Reactie van verweerder op de bevoegdheid
4. Verweerder heeft zich hierover op het standpunt gesteld dat de beslissing om eiseres niet in aanmerking te laten komen voor een Aspirant Keurmerk geen besluit is waartegen bezwaar en/of beroep kan worden ingesteld bij de bestuursrechter, omdat BoW niet is aan te merken als een bestuursorgaan in de zin van artikel 1:1, eerste lid, aanhef en onder b, van de Awb. De rechtbank is dus niet bevoegd om van dit geschil kennis te nemen, aldus verweerder.
Is de rechtbank bevoegd?
5. De rechtbank ziet zich allereerst ambtshalve geplaatst voor de vraag of verweerder een bestuursorgaan is in de zin van de Awb. Het antwoord op deze vraag is van belang, omdat een belanghebbende uitsluitend tegen een schriftelijke beslissing van een bestuursorgaan beroep kan instellen bij de bestuursrechter. Voor de uitleg van het begrip bestuursorgaan is bepalend artikel 1:1, eerste lid, van de Awb. Hierin is bepaald dat onder een bestuursorgaan wordt verstaan:
a. een orgaan van een rechtspersoon die krachtens publiekrecht is ingesteld, of
b. een ander persoon of college met enig openbaar gezag bekleed.

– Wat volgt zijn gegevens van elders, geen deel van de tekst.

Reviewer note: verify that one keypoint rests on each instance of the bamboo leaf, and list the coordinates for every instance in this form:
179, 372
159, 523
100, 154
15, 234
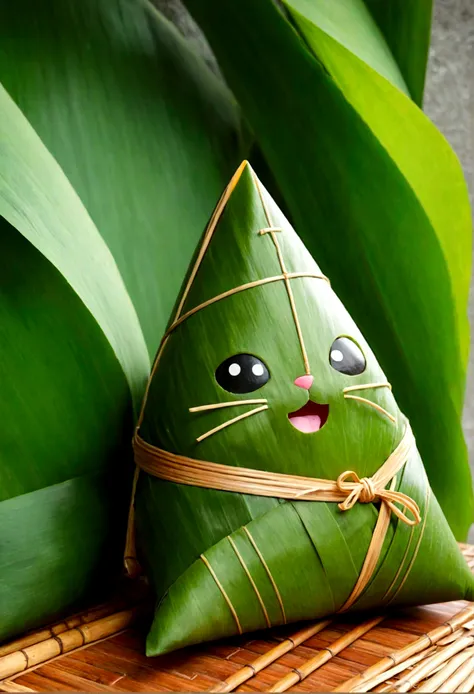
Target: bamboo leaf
350, 23
406, 27
359, 213
146, 134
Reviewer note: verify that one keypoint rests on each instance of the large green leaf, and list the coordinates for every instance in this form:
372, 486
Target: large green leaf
146, 134
406, 26
361, 215
37, 199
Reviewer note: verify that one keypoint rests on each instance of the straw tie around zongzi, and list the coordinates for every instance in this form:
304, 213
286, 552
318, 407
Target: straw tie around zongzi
278, 479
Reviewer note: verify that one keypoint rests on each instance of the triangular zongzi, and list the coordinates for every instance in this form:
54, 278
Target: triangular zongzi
278, 479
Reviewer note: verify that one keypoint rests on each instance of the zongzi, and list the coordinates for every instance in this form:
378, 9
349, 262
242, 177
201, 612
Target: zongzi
278, 480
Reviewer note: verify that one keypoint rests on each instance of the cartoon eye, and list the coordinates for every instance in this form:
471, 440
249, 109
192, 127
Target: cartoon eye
242, 373
347, 357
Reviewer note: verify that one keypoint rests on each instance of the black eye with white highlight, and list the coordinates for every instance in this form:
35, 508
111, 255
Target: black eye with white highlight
347, 357
242, 373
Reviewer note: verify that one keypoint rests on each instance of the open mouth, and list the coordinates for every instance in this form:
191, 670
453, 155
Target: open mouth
309, 418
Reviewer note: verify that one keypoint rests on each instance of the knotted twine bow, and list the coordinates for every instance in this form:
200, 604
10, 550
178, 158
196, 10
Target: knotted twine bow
201, 473
366, 491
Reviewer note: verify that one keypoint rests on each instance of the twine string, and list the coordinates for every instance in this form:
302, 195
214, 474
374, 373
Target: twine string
200, 473
365, 491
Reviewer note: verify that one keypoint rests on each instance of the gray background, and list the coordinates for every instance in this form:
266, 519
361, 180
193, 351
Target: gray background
449, 102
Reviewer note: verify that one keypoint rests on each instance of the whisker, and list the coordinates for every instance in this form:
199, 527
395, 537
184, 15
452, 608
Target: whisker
366, 386
374, 405
218, 405
231, 421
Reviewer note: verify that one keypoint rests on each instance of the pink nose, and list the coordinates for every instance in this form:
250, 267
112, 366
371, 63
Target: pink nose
304, 382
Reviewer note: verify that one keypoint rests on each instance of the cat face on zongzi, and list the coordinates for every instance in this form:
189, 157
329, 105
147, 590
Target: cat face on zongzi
285, 351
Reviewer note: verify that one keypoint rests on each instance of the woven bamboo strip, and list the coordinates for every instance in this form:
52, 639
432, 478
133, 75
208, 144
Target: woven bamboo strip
324, 655
25, 658
438, 679
420, 644
426, 667
458, 676
467, 685
58, 628
248, 671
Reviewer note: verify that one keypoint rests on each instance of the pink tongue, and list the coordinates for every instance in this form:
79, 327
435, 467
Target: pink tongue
307, 423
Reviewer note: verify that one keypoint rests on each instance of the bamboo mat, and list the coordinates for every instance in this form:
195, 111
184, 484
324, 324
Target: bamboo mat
423, 649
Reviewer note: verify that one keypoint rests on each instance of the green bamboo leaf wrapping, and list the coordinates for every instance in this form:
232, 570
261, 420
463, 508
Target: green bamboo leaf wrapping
66, 417
414, 144
239, 562
145, 133
350, 23
369, 211
407, 28
37, 199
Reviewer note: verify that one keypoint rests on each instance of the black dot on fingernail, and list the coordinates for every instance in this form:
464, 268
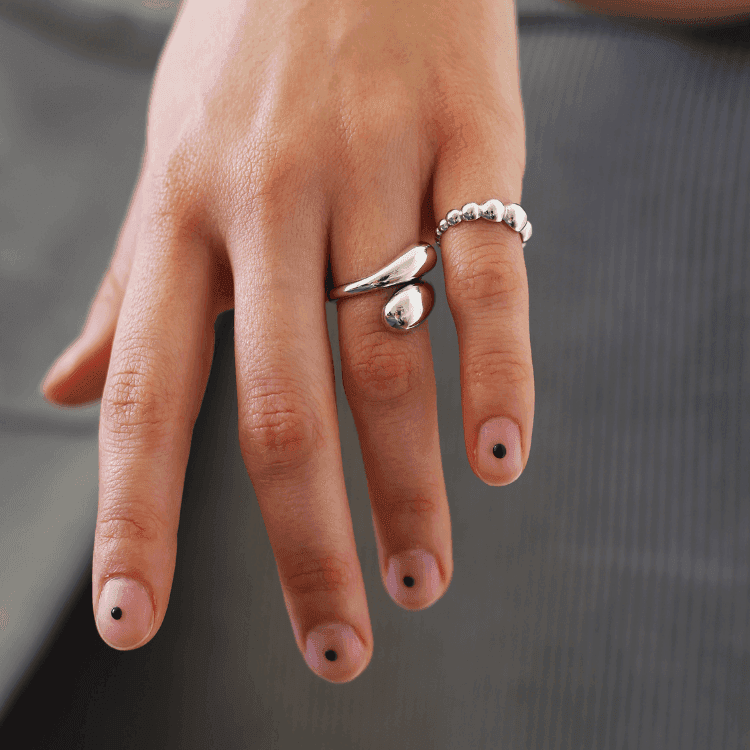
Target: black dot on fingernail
499, 451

Conclusie van de rechtbank
6. De rechtbank stelt vast dat verweerder een rechtspersoon is die krachtens privaatrecht is ingesteld. Verweerder kan dan ook niet als bestuursorgaan in de zin van artikel 1:1, eerste lid, aanhef en onder a, van de Awb worden aangemerkt. Verweerder is voor het verstrekken van keurmerken ook geen bestuursorgaan in de zin van artikel 1:1, eerste lid, aanhef en onder b, van de Awb en overweegt daartoe als volgt.
Motivering
7. Voor het antwoord op de vraag of verweerder met enig openbaar gezag is bekleed als bedoeld in artikel 1:1, eerste lid, aanhef en onder b, van de Awb, is bepalend of een of meer overheidstaken aan hem zijn opgedragen en daarvoor de benodigde publiekrechtelijke bevoegdheden zijn toegekend. Naar het oordeel van de rechtbank is daarvan in dit geval geen sprake .
8. Met toepassing van de rechtspraak van de Afdeling bestuursrechtspraak van de Raad van State (ABRvS) [1] is daarbij de vraag of aan BoW een publiekrechtelijke bevoegdheid tot het eenzijdig bepalen van de rechtspositie van andere rechtssubjecten is toegekend. Openbaar gezag kan in beginsel slechts bij wettelijk voorschrift worden toegekend. Als een daartoe strekkend wettelijk voorschrift ontbreekt, is een orgaan van een privaatrechtelijke rechtspersoon in beginsel geen bestuursorgaan.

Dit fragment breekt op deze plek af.